Hayley s'arrêta à quelques mètres du parc et se regarda dans une vitrine. Son décolleté était plongeant, son jean moulant et ses cheveux bouclés. Elle avait ôté son rouge à lèvres, préférant souligner ses yeux verts d'un trait d'eye-liner. Aujourd'hui, c'était le grand jour. Elle était certaine que Klaus oublierait Caroline ou du moins la tromperait. Elle avait parié sur plusieurs mois de travail mais il avait craqué, à sa plus grande surprise. Puis, l'adolescente était sûre que ce n'était pas une farce parce qu'elle avait vu le groupe des Mikaelson, des Salvatore et Bennet assis près du lycée, souriants. Ils ne savaient même pas où était Klaus.
Elle, elle savait. Dans quelques minutes, il serait à elle. Il serait dans ses bras, il serait aussi attentionné que Tyler l'avait été avec Jessica. Il murmura son prénom, caressera ses joues et ses hanches, lui montrera qu'il était mieux que son ancien petit-copain.

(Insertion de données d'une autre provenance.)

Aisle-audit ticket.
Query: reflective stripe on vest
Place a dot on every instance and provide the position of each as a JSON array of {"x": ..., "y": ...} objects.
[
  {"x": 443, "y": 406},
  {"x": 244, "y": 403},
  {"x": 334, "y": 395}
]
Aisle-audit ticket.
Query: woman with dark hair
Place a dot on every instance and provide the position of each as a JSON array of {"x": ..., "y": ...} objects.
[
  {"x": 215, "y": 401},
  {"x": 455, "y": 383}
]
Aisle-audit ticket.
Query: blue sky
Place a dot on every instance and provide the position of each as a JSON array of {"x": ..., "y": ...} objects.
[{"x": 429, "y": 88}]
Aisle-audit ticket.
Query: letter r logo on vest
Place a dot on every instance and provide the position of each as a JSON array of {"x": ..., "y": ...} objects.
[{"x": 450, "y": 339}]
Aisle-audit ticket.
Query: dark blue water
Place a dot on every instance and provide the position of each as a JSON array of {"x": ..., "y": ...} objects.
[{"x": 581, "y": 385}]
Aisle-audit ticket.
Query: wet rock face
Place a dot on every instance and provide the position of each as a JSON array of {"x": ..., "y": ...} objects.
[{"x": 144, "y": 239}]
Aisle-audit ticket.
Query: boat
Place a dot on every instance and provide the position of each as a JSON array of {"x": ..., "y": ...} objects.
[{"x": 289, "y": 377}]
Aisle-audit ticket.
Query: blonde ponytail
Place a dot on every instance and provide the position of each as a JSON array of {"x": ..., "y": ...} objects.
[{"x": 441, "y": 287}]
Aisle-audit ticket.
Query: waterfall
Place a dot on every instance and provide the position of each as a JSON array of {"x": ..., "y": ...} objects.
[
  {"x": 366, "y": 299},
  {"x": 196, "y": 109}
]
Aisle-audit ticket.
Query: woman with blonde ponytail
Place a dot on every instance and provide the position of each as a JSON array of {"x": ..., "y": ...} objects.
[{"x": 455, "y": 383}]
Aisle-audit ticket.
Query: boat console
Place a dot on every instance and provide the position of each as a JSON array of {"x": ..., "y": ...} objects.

Klaus oubliera Caroline dans ses bras et autant qu'il le voudra. Et elle, elle lui prouvera qu'elle était mieux que la jolie blonde. Que ses baisers étaient plus passionnés, son corps plus doux et sensuel.
Hayley arriva dans le parc et se dirigea tout naturellement vers le point de rendez-vous, souriante et confiante. Son sourire s'agrandit lorsqu'elle vit une ombre assis sur un banc.
Klaus était juste en face, seul et sérieux. L'adolescente se sentit bouillir, elle était enfin la gagnante. Le bel apollon était enfin à elle, tout à elle. Il oublierait enfin Caroline, elle sera sa petite-amie et pourra enfin rabaisser son ennemie. Ce n'était qu'une question de temps. Mais pour l'instant, elle voulait juste profiter de ce moment dans les bras de Klaus.
«- C'est moi que tu voulais voir ? Sourit Hayley, impatiente.»
Le jeune Mikaelson releva sa tête, lança un regard soutenu vers l'adolescente et lui sourit. Un sourire que jamais Hayley lui avait vu, un sourire dont Caroline n'avait jamais eu le droit. Cette pensée fit frémit la belle brune, il était enfin à elle.
«- Tu es enfin là.»
Hayley enleva sa veste tout en se dirigeant vers Klaus.